A LA UNE N°151 : Sécurité et Salubrité des immeubles bâtis : création d’une police unique



Une ordonnance n° 2020-1144 du 16 septembre 2020 tendant à l’harmonisation et à la simplification des polices des immeubles, locaux et installations regroupe ces polices au sein d’une seule police : celle de la sécurité et de la salubrité des immeubles bâtis.


Prise sur le fondement de la loi n° 2018-1021 du 23 novembre 2018 portant évolution du logement, de l’aménagement et du numérique, l’ordonnance n° 2020-1144 du 16 septembre 2020 relative à l’harmonisation et à la simplification des polices des immeubles, locaux et installations unifie ces polices.


Avant cette ordonnance, les polices étaient nombreuses et complexes. Les effets étant la présence de multiples acteurs et le morcellement des procédures entre le code de la construction et de l’habitation et le code de la santé publique. Dorénavant, une seule police est mise en place : celle de la sécurité et de la salubrité des immeubles bâtis. Elle comprend sept procédures régies par le code de la santé publique et trois relevant du code de la construction et de l’habitation.

Le déroulement de la procédure est rendu identique par le texte, qu’elle soit engagée par le préfet (pour ce qui relève de la santé des personnes), le maire ou le président de l’établissement public de coopération intercommunale (EPCI) (pour ce qui relève de leur sécurité). L’article L. 511-7 du code de la construction et de l’habitation encadre le droit de visite (entre 6 heures et 21 heures) et précise les cas dans lesquels le juge des libertés et de la détention peut être saisi.

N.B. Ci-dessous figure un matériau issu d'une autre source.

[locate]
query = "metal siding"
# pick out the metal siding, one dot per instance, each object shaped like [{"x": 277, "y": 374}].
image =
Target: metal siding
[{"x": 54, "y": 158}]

Les articles L. 511-8 à L. 511-18 du même code précisent les différentes étapes de la procédure d’adoption de l’arrêté de mise en sécurité ou de traitement de l’insalubrité :

- possibilité de demander préalablement au juge administratif de désigner un expert,

- déroulement de la phase contradictoire,

- détail des mesures pouvant être prescrites (démolition, cessation de la mise à disposition du local, interdiction d’habiter, d’utiliser ou d’accéder aux lieux),

- application du dispositif de l’astreinte administrative ou encore possibilité d’exécuter d’office l’arrêté, si besoin avec le concours de la force publique.


La procédure est assouplie en cas d’urgence, dans ce cas, l’autorité compétente peut par arrêté prendre les mesures nécessaires en étant dispensée de la procédure contradictoire préalable. C’est dans ce cadre que le maire pourra utiliser cette nouvelle police pour traiter les situations qui nécessitent une intervention dans la journée alors qu’actuellement, il est contraint d’utiliser sa police générale sans possibilité de lancer le recouvrement des frais engagés par la commune et sans application du régime du droit des occupants.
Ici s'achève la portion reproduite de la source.